What the hell do I do now? I thought, as the flannel-clad freshman looked around nervously, probably wondering the same thing. Beth hadn’t scripted this part. So I regurgitated phrases I’d seen in movies, wincing internally as I said things like “Glad you could make it,” while lighting the wrong end of a Dunhill. I’d left the lights off in my room to create an atmosphere of romance, but it ended up backfiring when I couldn’t see jack and nearly lit my hair on fire. Of course, the promise of no-strings-attached sex is so blinding to a teenage boy, the freshman probably wouldn’t have noticed had I set his hair on fire.

Afterwards, I was very pleased with myself. I was taking life by the horns, becoming mistress of my own destiny. I called the shots, not some eye disease.

Screw you, Dr. Hall, I thought, I’m making changes but not the kind you had in mind.

Just like that, before you can say, “woefully self-deluded,” I’d persuaded myself that casual sex was a crucial part of my Carpe Diem strategy.

The rest of my college career was filled with brief dalliances each pretty much indistinguishable from the next, save for a tiny detail, some small remembrance — listening to “Blue Eyes Crying in the Rain” for the first time while a Texan made breakfast; the chiseled biceps of a king-crab fisherman; opening a gift box containing silver earrings brought back from Barcelona. These moments were little shards of color and if you put them all together the right way, I thought, they’d make a mosaic showing a grown-up, gutsy girl living life out loud, a girl who didn’t take orders from a fat doctor on Park Avenue.

The whole idea was, of course, bullshit. I was doing nothing more bold or original than any other college co-ed does, desperate for attention and distraction — just tarting up, plain and simple. Still, I loved my new-and-improved persona. I loved being the kind of ballsy broad who wore Geisha Red lipstick and skirts short enough that you could catch a glimpse of garters. I loved cursing like a sailor, adopting pets without asking my roommates first, taking late-night skinny dips and generally undertaking asinine antics that would make my parents gasp, just because I could. Still could.  

All of it was so terrifically exciting, I hardly ever thought about my eye disease, except every once in a while, and then only to convince myself that the diagnosis might just be the best thing to ever happen to me. It had woken me from complacency, given me a new lease on life and all without me actually having to grapple with any real consequences because my vision was, as far as I could tell, untouched. And since I wasn’t thinking about the disease, and it didn’t really affect me in any way, there was no reason to tell anyone about it.

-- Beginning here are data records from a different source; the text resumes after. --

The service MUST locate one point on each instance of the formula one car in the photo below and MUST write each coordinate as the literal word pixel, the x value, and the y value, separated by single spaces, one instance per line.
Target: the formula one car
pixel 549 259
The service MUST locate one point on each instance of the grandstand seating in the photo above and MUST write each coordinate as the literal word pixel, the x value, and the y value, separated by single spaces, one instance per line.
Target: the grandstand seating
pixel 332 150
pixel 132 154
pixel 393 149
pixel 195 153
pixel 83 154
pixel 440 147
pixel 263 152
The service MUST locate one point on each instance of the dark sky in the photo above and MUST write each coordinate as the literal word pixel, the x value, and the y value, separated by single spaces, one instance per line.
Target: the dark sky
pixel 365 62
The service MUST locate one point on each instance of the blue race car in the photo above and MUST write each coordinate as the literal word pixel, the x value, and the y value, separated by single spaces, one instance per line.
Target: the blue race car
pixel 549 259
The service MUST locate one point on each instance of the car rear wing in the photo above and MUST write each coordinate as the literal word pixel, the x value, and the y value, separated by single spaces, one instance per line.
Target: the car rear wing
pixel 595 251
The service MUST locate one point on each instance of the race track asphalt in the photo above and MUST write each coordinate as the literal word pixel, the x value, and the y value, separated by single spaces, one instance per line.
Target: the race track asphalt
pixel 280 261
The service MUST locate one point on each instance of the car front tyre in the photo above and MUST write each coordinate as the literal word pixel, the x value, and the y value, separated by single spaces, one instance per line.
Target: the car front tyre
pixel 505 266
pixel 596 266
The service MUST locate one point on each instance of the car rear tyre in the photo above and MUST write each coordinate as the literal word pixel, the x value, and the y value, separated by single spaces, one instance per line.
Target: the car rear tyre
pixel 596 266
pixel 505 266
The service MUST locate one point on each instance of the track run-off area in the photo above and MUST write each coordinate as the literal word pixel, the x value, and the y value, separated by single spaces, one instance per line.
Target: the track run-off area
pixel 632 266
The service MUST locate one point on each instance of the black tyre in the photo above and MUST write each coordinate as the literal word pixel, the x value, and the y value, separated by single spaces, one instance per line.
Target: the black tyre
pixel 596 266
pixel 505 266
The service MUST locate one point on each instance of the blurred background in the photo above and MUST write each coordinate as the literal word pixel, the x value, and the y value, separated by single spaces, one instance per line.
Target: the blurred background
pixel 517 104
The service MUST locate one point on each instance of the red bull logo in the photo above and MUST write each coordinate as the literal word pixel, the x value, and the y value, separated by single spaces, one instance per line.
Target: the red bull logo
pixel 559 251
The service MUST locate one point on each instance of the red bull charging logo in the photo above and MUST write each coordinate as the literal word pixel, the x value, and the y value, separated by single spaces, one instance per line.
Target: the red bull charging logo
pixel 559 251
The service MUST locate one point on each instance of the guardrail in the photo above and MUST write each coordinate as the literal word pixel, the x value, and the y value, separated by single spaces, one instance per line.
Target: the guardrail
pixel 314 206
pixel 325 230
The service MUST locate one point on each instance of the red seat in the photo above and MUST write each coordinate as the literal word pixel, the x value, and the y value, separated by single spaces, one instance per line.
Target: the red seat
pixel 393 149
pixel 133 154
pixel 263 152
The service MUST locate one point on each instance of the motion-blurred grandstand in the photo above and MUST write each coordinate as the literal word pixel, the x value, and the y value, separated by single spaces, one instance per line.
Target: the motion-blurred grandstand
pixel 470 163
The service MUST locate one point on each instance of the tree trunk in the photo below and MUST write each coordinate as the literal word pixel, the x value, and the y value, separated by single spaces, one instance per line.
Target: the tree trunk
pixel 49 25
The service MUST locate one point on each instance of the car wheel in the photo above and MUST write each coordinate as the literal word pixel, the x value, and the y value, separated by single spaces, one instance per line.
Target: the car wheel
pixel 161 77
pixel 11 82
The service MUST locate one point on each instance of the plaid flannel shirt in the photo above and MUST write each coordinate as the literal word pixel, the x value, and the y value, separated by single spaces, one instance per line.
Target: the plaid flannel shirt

I’d shared the news of my diagnosis with a handful of people, my close friends, right after I visited the Park Avenue doc, while I was still reeling. But once I’d found the cloud’s silver lining, I decided not to share the news with anyone else. I didn’t want the awkward pep talks and looks of pity. I didn’t want my tale of woe to undercut the sexy, coming-of-age story I was improvising.

Besides, who knew what the future held? By the time the shit hit the fan with my eyes, I’d be like, 30, maybe even older. Ancient, in other words. Who knew if I’d even live that long? And anyway, it was personal. Sort of like how I didn’t go around volunteering my bra size when I ordered a cup of coffee or announcing to my Introduction to Fractals class every time I was on the rag.

It wasn’t like it was a secret or anything, I convinced myself. I knew about keeping secrets and this wasn’t that. You had to protect a secret with lies, like when a wife of my dad’s colleague asked my mother for her famous cheesecake recipe and my mother maintained she’d lost the index card. My mother knew precisely where that stained and crinkled index card was; she just thought the lady should do her own legwork if she wanted to be known throughout downtown Brooklyn for her prizewinning cheese-based confections. Yes, I reasoned, I knew secrets and this wasn’t one. This was an omission.